India’s external debt surged 10% to $736.3 billion by the end of FY25, up from $668.8 billion in the previous year. The debt-to-GDP ratio increased modestly to 19.1% from 18.5%—as per data released by the Reserve Bank of India.
What’s Driving the Rise?
- Commercial Borrowings Lead the Surge: The sharp increase was primarily due to a record $41.2 billion jump in commercial borrowings, supplemented by inflows from NRI deposits ($12.8 billion), short-term debt, and bilateral and multilateral commitments.
- Valuation Effects: The USD’s strengthening added roughly $5.3 billion to the external debt via valuation, keeping overall growth just below $73 billion.
External Debt and Forex Reserves: A Balanced View
- Growing Forex Buffer: At the end of Q1 FY26, forex reserves covered about 90.8% of the external debt—a marginal improvement from 88.5% in Q4 FY25.
- Shift in Debt Composition: While total external debt rose, the share of short-term debt dropped to a four-year low of 18.3%, although its absolute value did increase.

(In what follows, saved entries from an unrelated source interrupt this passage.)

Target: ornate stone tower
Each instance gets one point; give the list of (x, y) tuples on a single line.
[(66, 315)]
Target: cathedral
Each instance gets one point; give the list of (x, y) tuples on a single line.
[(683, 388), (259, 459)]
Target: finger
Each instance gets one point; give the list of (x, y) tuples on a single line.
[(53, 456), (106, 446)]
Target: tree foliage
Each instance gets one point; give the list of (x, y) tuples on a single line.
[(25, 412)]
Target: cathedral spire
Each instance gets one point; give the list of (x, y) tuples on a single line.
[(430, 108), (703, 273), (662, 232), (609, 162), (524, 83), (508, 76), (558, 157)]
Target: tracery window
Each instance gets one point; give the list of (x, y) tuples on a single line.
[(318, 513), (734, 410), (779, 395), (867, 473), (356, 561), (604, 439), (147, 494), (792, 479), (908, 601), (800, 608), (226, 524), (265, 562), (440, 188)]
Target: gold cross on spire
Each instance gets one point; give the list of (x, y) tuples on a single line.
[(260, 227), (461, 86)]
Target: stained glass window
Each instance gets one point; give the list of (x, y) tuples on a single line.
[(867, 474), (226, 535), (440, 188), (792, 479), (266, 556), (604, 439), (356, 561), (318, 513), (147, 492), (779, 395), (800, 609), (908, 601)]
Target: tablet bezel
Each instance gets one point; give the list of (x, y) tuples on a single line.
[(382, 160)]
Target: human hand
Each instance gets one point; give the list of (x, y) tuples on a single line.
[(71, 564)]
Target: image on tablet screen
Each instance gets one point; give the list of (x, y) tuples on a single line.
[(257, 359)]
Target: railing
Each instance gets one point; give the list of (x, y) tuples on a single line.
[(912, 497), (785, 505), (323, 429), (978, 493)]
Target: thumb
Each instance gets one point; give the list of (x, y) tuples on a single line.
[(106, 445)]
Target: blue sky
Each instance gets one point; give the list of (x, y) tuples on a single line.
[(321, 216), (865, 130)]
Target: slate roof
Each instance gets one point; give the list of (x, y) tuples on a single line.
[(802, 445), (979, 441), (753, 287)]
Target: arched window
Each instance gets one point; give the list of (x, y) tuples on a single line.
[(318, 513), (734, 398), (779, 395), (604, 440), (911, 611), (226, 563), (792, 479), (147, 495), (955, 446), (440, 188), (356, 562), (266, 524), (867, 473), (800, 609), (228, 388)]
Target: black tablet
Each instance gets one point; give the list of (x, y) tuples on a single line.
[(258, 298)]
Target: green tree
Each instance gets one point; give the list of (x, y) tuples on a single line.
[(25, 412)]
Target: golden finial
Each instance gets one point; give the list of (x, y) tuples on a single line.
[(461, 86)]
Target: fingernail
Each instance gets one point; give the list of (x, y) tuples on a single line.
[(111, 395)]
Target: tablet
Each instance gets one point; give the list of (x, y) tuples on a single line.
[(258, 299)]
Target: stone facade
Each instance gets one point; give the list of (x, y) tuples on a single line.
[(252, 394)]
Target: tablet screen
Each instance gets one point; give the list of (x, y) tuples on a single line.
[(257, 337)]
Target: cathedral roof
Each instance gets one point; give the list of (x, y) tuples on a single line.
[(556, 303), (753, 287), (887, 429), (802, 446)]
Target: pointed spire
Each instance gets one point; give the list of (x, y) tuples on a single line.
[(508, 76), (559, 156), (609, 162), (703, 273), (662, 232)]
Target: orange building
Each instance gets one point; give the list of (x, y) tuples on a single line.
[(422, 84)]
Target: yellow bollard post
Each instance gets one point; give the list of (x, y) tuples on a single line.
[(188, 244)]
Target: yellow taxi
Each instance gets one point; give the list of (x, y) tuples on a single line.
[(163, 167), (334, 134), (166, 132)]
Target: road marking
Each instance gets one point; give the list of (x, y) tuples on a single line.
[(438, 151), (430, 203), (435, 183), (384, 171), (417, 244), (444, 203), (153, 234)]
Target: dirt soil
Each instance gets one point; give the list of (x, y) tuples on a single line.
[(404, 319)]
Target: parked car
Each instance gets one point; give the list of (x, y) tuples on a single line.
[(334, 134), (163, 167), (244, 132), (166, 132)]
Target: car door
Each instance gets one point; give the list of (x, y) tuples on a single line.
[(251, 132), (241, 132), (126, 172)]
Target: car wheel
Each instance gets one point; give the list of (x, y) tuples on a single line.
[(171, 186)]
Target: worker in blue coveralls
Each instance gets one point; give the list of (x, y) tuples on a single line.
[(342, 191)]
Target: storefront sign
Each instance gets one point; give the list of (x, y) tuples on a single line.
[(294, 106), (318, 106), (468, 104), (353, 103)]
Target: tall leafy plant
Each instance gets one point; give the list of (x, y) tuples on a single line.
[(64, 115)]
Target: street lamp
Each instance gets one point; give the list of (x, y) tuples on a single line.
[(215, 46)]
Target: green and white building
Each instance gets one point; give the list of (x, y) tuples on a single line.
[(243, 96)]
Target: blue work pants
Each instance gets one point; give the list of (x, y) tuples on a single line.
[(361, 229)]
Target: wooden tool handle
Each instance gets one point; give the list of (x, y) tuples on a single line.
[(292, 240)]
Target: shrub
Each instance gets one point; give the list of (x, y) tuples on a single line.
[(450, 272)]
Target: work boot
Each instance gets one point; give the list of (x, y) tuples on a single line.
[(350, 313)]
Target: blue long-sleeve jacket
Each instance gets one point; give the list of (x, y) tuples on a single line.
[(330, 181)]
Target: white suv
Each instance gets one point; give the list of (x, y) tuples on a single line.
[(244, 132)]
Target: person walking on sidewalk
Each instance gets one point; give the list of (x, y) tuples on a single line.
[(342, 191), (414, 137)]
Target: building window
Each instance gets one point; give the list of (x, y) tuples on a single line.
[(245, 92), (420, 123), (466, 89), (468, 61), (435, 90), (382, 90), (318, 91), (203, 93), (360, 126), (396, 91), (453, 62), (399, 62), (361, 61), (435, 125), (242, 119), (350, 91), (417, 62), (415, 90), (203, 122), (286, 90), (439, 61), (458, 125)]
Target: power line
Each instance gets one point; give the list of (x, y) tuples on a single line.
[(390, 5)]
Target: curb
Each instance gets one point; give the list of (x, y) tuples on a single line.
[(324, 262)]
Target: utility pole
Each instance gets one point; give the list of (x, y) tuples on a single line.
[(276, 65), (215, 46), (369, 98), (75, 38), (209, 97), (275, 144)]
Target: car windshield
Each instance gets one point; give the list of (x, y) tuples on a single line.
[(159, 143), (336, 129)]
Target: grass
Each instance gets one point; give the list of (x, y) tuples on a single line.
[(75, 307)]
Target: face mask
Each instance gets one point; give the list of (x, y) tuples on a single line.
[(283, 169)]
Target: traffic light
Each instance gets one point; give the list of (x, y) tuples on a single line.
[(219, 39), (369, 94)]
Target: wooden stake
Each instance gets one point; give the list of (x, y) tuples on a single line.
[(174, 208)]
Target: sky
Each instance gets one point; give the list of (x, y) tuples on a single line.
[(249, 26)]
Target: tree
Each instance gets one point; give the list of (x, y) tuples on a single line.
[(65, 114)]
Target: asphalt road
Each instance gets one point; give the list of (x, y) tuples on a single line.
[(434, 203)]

Implications for the Economy
Metric | FY24 | FY25 |
---|---|---|
External debt (USD billion) | $668.8 billion | $736.3 billion |
Debt-to-GDP ratio | 18.5% | 19.1% |
Forex reserves coverage | ~88.5% | ~90.8% |
Long-term debt proportion | — | Higher share |
Increase in short-term debt | — | Increased in absolute terms |
Debt service ratio | ~6.7% | ~6.6% |
India’s external debt remained largely sustainable due to healthy reserves, a low debt-service burden, and a rising share of long-term borrowing.
Summary
India’s external debt rose by over 10% to reach $736.3 billion in fiscal 2024–25, nudging the debt-to-GDP ratio to 19.1%. Despite the uptick, a strong buffer of forex reserves—covering over 90% of the debt—and reduced exposure to short-term obligations keep external finances stable.